Fixation was performed in 5 ml Eppendorf tubes by transferring up to 1 ml of eggs, aspirating to 2.5 ml, and adding 8% freshly prepared paraformaldehyde (PFA) in E3 for a final concentration of 4% PFA. Fixation was carried out overnight at 4 °C on a carousel shaker. The following day, samples were thoroughly washed in PBS, transferred to methanol through a graded series (25%, 50%, 75%, 100% MeOH), and stored at −20 °C for long-term storage and permeabilization. This approach allowed the collection of thousands of samples within two days. Samples could be stored in methanol for several weeks without observable degradation.
To mount samples for an experiment, they were first rehydrated through a PBS-T series (75%, 50%, 25%, 0% MeOH). Chorions were then manually removed using tweezers under a dissecting microscope. Dechorionated embryos were handled only with Pasteur pipettes and glass containers due to their tendency to adhere to plastic surfaces. The yolk was removed by gently agitating the embryos in a glass centrifuge tube using a Pasteur pipette and washing out yolk particles in at least six rounds of PBS rinses.

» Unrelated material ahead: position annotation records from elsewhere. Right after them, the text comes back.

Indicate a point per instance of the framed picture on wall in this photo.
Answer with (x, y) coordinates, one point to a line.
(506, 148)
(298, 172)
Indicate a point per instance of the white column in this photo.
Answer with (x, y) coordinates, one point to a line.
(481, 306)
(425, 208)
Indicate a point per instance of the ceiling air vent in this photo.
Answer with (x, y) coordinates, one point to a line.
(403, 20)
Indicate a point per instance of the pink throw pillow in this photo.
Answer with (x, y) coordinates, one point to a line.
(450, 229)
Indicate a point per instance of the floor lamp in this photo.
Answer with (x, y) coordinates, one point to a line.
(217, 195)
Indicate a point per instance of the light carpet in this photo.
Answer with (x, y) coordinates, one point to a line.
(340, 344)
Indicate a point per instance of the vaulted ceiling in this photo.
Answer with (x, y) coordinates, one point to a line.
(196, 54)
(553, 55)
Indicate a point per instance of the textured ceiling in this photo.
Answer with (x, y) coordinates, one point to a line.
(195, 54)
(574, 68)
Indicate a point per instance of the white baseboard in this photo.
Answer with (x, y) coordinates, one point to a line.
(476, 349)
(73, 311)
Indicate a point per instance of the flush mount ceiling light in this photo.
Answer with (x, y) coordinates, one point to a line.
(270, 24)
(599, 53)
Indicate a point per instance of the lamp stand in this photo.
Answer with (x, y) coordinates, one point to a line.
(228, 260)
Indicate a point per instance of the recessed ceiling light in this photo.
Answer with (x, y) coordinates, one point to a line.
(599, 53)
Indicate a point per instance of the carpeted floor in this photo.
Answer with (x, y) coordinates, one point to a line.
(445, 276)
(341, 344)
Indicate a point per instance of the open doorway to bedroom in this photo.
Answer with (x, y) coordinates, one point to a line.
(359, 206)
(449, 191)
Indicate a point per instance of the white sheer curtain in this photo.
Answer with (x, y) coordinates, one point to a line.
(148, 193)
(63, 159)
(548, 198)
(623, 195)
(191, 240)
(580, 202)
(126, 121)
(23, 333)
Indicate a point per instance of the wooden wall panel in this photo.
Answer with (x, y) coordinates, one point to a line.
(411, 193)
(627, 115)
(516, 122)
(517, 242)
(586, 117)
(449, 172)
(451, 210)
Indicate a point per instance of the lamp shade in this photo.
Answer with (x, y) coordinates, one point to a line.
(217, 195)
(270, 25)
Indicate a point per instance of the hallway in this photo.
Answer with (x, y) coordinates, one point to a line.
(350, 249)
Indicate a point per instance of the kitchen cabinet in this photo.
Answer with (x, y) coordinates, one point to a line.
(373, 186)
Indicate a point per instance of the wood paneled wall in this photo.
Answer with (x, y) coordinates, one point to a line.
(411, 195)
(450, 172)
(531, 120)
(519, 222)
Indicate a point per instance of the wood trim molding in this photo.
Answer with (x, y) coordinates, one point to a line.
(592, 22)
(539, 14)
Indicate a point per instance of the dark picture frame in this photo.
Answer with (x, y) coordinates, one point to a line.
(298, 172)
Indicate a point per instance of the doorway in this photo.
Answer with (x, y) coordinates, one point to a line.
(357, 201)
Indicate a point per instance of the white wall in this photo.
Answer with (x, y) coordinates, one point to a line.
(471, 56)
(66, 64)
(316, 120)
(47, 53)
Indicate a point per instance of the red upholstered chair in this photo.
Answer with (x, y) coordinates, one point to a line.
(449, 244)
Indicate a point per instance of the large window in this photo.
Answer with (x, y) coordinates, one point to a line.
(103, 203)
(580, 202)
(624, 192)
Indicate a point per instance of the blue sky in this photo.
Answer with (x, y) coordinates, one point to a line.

Samples were transferred to fibronectin-coated 96-well plates by gently allowing them to settle in PBS-filled wells, resulting in orientation with the animal pole facing down. Up to nine embryos were mounted per well to maintain sufficient spacing for imaging (Figure 10). After low-speed centrifugation (200 RCF) to avoid morphological distortion, plates were illuminated for 30 minutes on a UV transilluminator (365 nm), then exposed to a 488 nm laser under a 20x objective to photo-crosslink the embryos to the plate.
This mounting approach ensured sample stability over at least two weeks, supporting four or more rounds of staining, refractive index matching, imaging, and elution. Despite the stability, samples remained accessible enough to keep antibody incubation times practical (overnight for primaries, 4 hours for secondaries).
A full description of the protocol can be found in Section 5.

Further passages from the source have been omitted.